Since tossing out the better part — actually, hopefully, the worse part — of my book, I’ve been regrouping. Finally reading Gogol’s stories “The Nose” and “The Overcoat,” making a new reading list (which, holy shit, Sam Lipsyte’s The Subject Steve).
I felt guilty, though, that I wasn’t writing much. Then I remembered a WSJ piece from a few years back — “How to Write a Great Novel” — where a bunch of well-known authors talk about process. Here’s my favorite in the key of crazy, about Nicholson Baker:
For his recent novel “The Anthologist,” a first-person narrative by a frustrated poet who’s struggling to write the introduction to a new anthology, he grew out a beard to resemble his character, put on a floppy brown hat, set up a video camera on a tripod and videotaped himself giving poetry lectures. He transcribed about 40 hours worth of tape, and ended up with some 1,000 pages of notes and transcription. Creating the voice of a rambling professor “was something I had to work on a lot in order to get the feeling of being sloppy,” said Mr. Baker.
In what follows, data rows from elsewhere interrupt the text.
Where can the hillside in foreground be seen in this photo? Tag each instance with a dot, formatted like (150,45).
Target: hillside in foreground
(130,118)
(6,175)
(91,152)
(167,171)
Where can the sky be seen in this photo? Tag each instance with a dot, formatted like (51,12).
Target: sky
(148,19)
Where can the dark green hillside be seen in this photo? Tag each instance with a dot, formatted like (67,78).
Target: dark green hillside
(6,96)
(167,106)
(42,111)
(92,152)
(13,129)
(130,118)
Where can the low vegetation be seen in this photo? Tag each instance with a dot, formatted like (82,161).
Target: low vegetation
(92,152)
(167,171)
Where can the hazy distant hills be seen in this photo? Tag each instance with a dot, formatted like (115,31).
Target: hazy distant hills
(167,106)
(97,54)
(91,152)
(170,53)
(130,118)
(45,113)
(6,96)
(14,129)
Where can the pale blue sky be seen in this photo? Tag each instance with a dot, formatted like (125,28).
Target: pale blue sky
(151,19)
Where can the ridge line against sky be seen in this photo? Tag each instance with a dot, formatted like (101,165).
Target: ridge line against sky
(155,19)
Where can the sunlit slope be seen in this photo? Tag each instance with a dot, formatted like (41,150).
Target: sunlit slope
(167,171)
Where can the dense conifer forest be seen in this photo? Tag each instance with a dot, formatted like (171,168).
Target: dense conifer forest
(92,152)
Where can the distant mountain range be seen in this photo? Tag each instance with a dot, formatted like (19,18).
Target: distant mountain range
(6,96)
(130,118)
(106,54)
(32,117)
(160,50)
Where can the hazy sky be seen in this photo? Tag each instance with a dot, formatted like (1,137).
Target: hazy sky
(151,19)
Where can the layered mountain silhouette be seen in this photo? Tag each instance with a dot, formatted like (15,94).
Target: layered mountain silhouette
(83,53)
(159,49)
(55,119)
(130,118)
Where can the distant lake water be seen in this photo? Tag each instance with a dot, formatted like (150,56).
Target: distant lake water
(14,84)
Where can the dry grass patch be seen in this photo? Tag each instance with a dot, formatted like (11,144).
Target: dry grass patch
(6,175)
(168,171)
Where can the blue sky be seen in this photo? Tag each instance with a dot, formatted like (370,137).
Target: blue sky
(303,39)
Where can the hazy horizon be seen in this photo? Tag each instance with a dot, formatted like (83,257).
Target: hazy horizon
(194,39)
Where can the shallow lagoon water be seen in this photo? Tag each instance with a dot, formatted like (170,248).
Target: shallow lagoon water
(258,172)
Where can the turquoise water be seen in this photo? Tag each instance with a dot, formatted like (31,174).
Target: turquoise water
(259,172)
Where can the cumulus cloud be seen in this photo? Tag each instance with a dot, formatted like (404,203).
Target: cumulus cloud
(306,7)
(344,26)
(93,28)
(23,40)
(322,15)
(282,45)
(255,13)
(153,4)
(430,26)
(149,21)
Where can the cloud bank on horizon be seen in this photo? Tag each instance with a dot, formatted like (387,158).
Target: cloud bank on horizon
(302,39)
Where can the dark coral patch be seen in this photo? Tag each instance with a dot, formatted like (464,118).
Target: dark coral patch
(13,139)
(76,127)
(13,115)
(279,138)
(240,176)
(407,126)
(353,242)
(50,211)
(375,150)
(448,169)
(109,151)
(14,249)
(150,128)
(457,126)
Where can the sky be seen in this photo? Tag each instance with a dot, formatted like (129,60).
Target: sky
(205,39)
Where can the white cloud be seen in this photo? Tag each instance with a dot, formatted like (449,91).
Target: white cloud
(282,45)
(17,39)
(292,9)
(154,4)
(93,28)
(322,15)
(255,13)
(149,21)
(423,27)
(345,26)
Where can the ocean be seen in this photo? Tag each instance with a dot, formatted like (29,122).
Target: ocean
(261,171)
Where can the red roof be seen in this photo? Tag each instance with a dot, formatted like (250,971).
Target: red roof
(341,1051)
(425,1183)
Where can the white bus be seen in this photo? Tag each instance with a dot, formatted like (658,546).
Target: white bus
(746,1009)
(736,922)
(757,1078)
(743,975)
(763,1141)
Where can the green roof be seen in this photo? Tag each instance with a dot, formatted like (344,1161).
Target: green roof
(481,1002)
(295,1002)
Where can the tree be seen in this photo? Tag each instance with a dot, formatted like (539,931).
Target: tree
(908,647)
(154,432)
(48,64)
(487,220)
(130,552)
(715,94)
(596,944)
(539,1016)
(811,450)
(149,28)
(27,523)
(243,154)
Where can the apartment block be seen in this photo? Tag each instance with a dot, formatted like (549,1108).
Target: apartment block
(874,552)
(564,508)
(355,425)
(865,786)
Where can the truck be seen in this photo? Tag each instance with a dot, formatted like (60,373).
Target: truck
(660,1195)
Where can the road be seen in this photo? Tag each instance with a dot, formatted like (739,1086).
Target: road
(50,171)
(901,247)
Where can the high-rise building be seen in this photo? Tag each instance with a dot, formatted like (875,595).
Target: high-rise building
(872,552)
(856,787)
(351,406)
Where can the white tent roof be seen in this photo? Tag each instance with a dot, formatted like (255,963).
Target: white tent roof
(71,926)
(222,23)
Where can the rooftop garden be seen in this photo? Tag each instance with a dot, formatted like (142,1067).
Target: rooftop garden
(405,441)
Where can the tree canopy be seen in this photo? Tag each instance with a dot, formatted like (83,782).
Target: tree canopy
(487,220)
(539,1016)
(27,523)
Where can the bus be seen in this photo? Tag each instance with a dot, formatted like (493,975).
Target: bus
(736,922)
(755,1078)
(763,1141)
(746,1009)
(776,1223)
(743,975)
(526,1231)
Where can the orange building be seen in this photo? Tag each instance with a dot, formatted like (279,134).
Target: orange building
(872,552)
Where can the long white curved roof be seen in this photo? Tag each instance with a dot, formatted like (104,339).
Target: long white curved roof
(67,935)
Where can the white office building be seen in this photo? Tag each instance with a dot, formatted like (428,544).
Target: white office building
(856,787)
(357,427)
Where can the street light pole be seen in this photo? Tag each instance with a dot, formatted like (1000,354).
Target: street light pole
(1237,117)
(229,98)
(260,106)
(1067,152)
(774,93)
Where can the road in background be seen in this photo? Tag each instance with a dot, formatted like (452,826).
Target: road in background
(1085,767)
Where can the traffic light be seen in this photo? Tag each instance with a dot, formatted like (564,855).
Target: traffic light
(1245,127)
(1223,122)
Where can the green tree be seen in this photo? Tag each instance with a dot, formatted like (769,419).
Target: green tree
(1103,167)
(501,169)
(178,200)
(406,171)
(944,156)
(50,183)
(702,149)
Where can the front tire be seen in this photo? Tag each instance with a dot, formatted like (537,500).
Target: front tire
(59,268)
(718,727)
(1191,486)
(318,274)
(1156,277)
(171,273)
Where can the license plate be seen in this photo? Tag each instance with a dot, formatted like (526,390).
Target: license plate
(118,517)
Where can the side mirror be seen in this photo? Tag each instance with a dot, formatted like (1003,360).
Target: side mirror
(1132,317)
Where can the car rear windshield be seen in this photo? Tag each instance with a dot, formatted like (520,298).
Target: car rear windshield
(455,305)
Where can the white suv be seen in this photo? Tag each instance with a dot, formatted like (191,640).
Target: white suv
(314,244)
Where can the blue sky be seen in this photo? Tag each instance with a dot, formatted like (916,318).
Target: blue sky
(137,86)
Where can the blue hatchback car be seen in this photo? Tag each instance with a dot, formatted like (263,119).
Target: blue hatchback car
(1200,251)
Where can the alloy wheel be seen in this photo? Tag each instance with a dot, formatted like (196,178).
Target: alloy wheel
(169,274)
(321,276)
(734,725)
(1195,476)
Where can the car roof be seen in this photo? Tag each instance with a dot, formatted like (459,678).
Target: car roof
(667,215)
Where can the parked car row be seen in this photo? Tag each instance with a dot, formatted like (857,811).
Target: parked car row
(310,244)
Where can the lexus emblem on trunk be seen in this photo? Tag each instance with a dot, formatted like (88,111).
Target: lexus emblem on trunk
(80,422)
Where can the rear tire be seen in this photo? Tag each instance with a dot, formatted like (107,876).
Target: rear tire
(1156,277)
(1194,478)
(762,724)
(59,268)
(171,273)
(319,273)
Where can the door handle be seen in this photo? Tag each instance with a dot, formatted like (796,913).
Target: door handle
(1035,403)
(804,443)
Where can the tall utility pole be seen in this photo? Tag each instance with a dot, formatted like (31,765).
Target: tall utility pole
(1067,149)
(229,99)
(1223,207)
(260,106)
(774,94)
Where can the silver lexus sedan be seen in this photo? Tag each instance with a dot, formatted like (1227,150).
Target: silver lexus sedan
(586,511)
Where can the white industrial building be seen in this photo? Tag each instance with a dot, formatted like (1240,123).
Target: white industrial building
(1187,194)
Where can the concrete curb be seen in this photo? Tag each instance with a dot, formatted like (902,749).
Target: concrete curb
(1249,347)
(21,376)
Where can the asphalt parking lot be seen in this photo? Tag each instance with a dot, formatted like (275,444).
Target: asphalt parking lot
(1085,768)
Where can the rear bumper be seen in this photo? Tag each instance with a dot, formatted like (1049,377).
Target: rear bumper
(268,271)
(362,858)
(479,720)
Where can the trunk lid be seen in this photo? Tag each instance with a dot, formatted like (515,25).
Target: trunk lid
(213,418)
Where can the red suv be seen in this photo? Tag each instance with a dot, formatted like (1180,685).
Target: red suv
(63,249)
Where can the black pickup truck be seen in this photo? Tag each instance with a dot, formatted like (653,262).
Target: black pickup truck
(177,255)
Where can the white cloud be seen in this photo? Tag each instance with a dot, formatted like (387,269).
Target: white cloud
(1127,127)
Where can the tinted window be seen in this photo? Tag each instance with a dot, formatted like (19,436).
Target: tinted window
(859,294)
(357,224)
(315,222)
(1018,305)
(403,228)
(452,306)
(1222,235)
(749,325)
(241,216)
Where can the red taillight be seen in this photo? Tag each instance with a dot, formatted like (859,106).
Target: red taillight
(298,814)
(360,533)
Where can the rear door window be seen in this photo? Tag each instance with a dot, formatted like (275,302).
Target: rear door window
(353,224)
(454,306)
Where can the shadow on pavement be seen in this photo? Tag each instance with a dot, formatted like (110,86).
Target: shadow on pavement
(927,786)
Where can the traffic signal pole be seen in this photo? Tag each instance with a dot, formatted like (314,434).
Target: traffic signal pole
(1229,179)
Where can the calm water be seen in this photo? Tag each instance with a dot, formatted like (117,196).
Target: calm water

Even then, Mr. Baker decided the first draft was too orderly. So he divided the novel into numbered sections, then went to a random-number generating Web site and arranged the chunks according to the random order it gave him. It was a total mess. He had to return to the original order, although a few random bits worked. “I had to claw myself back to the old way,” he said.
What I take from this? Permission to do whatever works. And if this doesn’t resemble anyone else’s method, all the better.